Monday, October 31, 2011

Learning to listen to His Voice

Today was scheduled to be my 5th cycle of chemotherapy. We also reviewed the results of my PET scan and blood test results. In summary, there is little movement since previous scans. Though an improvement since the beginning but nothing major has happened. Bones side look very promising, but the main concern is still the main tumor in the right lung. Because of that tumor, my right broncho and artery are narrowed and that has been the main cause of my coughing symptoms and the infections, infarctions here and there. 

Though these probably still don't sound terribly exciting still, I want to still testify in the workings of God. In fact, both Kel and I are excited in this juncture and we would like to ask for you to come alongside us in thanksgiving and prayer for what has happened and is to come. 

The oncologist described my case as her "most challenging case" suggested an change of treatment, something that was out of the normal prescription of a stage IV lung cancer and that is to radiate the main tumor instead of carrying on with chemotherapy. The good thing about this is that I give chemotherapy a short break since it wasn't doing me massive benefits radiation should remove that tumor, which means I should not be coughing after that and should be able to breathe much better. The rationale is that the rest of the apparent "cancer hit" areas are small and stable and wasn't giving me any problems (i.e. I almost don't even realize their existence). The collateral damage shouldn't be much (hopefully) and though I may experience some side effects but they are all temporal ones. After radiation, we can then monitor and assess the situation again.
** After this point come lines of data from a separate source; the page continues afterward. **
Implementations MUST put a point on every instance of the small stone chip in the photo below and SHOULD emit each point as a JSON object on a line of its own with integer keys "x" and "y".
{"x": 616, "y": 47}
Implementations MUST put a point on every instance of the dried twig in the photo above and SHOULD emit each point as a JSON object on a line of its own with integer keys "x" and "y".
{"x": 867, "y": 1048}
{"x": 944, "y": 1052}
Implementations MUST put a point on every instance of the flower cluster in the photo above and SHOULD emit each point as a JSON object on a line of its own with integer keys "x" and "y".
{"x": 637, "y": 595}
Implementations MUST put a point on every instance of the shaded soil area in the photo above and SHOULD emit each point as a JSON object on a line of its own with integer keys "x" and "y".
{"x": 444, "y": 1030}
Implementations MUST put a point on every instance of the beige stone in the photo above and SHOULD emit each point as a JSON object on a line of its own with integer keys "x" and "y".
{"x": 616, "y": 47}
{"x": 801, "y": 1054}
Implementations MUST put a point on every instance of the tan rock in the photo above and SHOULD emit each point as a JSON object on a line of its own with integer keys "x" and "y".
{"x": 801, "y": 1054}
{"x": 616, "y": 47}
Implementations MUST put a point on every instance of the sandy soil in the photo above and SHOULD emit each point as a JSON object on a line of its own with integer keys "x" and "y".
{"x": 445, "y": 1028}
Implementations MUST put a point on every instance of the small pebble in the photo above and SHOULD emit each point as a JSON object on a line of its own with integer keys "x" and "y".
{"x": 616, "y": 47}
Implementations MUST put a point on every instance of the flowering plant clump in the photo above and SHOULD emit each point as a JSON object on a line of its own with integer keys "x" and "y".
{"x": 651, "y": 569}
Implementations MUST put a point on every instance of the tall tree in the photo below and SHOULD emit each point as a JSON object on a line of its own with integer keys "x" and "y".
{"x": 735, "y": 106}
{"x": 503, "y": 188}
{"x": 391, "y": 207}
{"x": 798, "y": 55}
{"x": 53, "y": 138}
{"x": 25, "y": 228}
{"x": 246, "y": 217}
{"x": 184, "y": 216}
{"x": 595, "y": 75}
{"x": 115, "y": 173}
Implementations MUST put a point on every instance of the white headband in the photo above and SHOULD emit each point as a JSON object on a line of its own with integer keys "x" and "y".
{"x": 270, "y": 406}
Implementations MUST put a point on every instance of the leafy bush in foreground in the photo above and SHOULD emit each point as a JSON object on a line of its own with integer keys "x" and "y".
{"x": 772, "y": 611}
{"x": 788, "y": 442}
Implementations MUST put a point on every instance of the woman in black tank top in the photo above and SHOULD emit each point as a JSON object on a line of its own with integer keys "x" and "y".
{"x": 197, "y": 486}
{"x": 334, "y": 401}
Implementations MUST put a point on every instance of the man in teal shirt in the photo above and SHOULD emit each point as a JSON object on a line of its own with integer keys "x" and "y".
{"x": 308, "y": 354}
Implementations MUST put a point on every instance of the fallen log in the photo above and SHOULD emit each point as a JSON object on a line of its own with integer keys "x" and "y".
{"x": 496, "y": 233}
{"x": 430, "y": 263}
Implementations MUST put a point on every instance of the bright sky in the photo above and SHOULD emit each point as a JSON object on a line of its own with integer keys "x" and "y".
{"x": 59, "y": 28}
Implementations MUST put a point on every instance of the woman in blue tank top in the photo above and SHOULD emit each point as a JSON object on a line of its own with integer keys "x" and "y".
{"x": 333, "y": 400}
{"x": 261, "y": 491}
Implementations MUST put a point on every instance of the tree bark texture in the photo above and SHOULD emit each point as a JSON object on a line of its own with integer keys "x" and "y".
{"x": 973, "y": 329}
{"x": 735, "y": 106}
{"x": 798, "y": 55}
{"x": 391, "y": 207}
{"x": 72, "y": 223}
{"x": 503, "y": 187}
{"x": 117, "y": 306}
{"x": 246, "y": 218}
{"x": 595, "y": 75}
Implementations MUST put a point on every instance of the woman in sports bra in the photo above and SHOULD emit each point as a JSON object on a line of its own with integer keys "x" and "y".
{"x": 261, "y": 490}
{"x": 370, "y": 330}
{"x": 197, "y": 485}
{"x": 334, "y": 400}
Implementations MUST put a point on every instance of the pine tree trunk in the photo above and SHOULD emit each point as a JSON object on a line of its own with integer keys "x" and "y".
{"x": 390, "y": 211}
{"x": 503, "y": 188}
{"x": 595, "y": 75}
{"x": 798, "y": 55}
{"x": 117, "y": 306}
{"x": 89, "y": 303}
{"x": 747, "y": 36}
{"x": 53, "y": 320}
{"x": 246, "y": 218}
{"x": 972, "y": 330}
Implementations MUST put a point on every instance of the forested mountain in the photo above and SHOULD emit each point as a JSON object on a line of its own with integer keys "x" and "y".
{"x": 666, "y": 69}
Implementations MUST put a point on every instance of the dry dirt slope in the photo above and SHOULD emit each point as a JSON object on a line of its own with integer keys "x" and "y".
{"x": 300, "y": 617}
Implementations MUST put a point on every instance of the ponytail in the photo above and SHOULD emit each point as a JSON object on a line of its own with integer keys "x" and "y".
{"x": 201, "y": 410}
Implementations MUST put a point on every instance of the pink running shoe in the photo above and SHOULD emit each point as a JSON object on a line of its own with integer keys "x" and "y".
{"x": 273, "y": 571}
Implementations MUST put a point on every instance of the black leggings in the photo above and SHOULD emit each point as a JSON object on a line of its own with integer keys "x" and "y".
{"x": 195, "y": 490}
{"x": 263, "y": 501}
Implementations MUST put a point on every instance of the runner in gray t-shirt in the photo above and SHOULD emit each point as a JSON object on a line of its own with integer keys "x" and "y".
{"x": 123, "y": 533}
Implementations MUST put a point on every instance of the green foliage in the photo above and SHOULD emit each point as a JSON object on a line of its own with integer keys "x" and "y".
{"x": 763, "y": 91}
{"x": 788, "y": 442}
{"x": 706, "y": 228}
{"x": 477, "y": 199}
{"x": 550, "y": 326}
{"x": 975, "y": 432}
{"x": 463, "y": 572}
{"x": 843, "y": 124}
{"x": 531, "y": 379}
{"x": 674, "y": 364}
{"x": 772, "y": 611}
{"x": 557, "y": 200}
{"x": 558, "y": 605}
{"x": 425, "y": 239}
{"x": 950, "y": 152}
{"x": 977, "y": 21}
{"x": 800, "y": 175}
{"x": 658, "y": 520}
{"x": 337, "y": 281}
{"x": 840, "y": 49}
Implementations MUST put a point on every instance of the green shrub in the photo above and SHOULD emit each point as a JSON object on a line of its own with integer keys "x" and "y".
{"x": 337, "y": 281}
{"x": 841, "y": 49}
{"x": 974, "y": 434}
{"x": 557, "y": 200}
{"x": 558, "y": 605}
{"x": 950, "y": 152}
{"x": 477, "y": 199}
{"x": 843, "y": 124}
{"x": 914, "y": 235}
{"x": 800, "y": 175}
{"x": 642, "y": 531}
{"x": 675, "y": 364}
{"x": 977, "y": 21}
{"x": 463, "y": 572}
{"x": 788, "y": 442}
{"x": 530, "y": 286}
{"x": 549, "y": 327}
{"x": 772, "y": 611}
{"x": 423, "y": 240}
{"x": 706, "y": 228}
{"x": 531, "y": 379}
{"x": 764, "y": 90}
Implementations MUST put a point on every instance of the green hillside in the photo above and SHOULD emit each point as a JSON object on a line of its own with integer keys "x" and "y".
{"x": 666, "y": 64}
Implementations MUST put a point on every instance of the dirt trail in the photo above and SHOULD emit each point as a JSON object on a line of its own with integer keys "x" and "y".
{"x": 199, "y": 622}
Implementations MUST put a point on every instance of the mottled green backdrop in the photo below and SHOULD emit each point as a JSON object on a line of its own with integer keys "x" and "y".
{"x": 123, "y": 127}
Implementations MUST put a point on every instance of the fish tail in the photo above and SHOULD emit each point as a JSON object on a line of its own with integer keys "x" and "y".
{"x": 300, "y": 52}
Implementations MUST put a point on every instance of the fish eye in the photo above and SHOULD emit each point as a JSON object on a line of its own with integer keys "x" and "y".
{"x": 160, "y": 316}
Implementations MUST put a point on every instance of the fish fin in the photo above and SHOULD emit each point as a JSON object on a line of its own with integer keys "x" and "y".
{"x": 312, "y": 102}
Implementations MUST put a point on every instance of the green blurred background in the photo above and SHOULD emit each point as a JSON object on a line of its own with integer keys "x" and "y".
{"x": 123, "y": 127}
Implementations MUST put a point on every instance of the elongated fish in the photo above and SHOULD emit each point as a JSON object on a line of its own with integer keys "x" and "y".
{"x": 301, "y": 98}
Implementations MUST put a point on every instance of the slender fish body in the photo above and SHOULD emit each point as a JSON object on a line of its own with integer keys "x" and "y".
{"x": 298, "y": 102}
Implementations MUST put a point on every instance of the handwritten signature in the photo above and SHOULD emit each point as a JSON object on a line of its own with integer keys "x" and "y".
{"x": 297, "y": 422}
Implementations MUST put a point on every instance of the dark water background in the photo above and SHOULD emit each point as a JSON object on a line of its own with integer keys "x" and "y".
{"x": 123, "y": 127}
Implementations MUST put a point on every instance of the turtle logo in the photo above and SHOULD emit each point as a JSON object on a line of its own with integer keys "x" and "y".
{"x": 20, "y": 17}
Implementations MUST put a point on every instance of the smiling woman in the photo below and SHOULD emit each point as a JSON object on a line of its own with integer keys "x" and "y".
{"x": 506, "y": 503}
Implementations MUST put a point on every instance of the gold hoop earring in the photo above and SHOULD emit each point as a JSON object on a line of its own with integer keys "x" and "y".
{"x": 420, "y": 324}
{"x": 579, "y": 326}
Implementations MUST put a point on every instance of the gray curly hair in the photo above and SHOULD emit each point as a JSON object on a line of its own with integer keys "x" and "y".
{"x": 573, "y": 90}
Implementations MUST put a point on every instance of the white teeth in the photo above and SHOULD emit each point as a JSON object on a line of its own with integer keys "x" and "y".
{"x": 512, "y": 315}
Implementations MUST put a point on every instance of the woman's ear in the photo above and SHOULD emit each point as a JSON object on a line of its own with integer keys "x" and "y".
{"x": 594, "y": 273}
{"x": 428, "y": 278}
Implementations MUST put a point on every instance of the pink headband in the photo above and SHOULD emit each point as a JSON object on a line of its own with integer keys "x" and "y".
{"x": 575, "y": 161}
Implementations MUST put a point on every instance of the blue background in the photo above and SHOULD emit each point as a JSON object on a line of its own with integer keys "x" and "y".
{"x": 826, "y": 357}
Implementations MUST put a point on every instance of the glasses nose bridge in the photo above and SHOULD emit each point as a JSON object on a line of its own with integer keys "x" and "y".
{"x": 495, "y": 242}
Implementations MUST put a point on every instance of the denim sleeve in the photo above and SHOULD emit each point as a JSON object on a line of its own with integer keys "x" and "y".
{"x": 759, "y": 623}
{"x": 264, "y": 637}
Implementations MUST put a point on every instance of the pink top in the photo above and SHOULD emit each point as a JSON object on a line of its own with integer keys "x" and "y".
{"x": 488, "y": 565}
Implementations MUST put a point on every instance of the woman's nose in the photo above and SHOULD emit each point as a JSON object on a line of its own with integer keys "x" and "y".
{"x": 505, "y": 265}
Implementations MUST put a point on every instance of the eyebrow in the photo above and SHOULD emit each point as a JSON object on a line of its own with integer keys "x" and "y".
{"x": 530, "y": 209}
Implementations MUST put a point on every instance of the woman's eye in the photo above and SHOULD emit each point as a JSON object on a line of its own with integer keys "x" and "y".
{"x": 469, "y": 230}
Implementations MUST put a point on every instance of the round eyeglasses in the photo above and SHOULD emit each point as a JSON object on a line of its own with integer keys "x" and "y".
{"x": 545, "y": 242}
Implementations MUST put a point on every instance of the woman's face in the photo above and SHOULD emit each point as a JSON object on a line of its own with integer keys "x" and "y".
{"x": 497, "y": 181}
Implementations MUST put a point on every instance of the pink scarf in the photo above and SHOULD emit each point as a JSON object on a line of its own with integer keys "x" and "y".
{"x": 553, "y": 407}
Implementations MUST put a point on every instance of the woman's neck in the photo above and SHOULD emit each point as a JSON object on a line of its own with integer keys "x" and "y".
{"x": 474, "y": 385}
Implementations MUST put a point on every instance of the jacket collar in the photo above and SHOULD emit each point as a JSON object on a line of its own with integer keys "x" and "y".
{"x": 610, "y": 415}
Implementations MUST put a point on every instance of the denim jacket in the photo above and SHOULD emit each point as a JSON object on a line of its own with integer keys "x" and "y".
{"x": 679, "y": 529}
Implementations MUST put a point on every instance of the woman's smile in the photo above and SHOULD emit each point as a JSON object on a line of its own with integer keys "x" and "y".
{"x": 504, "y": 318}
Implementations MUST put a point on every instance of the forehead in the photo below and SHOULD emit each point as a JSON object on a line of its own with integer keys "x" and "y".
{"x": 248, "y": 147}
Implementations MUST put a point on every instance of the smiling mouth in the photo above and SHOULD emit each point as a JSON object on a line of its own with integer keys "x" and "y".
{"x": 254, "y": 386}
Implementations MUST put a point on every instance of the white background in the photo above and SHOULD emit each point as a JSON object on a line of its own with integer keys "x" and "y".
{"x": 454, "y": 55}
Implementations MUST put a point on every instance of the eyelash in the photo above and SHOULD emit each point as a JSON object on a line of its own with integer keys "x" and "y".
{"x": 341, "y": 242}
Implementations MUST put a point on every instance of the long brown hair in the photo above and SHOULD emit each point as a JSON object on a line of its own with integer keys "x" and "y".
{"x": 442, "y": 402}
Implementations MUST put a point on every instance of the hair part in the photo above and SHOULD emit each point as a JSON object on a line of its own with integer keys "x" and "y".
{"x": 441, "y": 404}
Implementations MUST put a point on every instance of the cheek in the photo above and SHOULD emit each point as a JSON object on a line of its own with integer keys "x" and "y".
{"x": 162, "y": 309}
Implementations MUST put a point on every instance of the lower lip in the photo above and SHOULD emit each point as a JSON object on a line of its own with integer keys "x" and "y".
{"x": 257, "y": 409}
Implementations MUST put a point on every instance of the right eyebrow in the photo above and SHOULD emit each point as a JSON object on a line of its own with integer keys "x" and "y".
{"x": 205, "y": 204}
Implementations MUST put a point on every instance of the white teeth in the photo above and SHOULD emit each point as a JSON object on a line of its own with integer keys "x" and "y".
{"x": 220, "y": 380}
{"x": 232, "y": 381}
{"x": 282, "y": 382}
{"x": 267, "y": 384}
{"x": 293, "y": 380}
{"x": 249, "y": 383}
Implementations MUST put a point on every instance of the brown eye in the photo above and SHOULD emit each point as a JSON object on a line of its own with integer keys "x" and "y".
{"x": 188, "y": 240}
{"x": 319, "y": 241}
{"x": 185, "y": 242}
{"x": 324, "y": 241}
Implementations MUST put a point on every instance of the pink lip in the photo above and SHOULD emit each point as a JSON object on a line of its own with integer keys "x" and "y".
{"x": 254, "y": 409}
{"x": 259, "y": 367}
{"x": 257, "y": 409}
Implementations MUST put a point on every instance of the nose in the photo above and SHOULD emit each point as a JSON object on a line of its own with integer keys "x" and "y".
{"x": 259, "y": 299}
Why I said it was a testimony is that, a couple of weeks ago, I prayed and I felt that the tumor would somehow be removed (medically). I mentioned to Kel after that and asked, what if that tumor was removed and we start afresh? We left that thought on the shelf since I had no idea what that meant then. But when the oncologist suggested the "out of the ordinary" treatment, I knew it sat right. Over the past few days prior to today, Kel felt that I won't have to continue with chemotherapy today. And he was right. the encouragement that came from hearing His voice far outweighs encouragements that comes through reports alone (though I won't complain when that too happens, I told the Lord)

God is working in our lives and we are excited. The oncologist suggested we should pray and think through before giving her an answer tomorrow. Conventional doctors might fear that the break from chemotherapy might cause all other areas to re-emerge and worsen the condition. But I am also glad to say that My God is bigger than all the drugs could possibly do. Didn't the Holy Spirit remind me this morning that I can boast not of my strengths and I add, not boast of medical science, or anything human hands can make. But I can boast in His spirit for His strength is made perfect in our weaknesses. His Grace is sufficient. 

Please pray with us, one of the biggest lesson we are learning is to hear the voice of God correctly. Thank you so much for all of you who have been praying and dropping us notes and verses of what God has spoken. I pray that as you join us in prayer, you too will enjoy the walk in the Spirit. 

2 comments:

J2 said...

Dearest CY,
I am very blessed by your testimony. I am glad the Lord is showing you an alternate route of treatment and i pray it will show much progress.
My mom was diagnose 2 weeks ago with Liver and Tyroid but we decided not to do chemo (one is age, the other is she does not want her quality of life to be affected) so we decided to do Bio Resonance which focuses on natural healing.She is responding well to the treatment at the moment though we are open to Chemo 3 weeks from now if the natural route is not showing any progress. I pray that through this journey, your strength and trust in the Lord will radiate so evidently to others. I know you have exhibited strength beyond words as a family and it has greatly encouraged me during this difficult times in my own family. Stay strong!

Kiss a Cup of Latte said...

Hi Jia Yen,

Thank you for sharing this. We will be praying for you as you take the next step. We trust God who is faithful and will be faithful to you.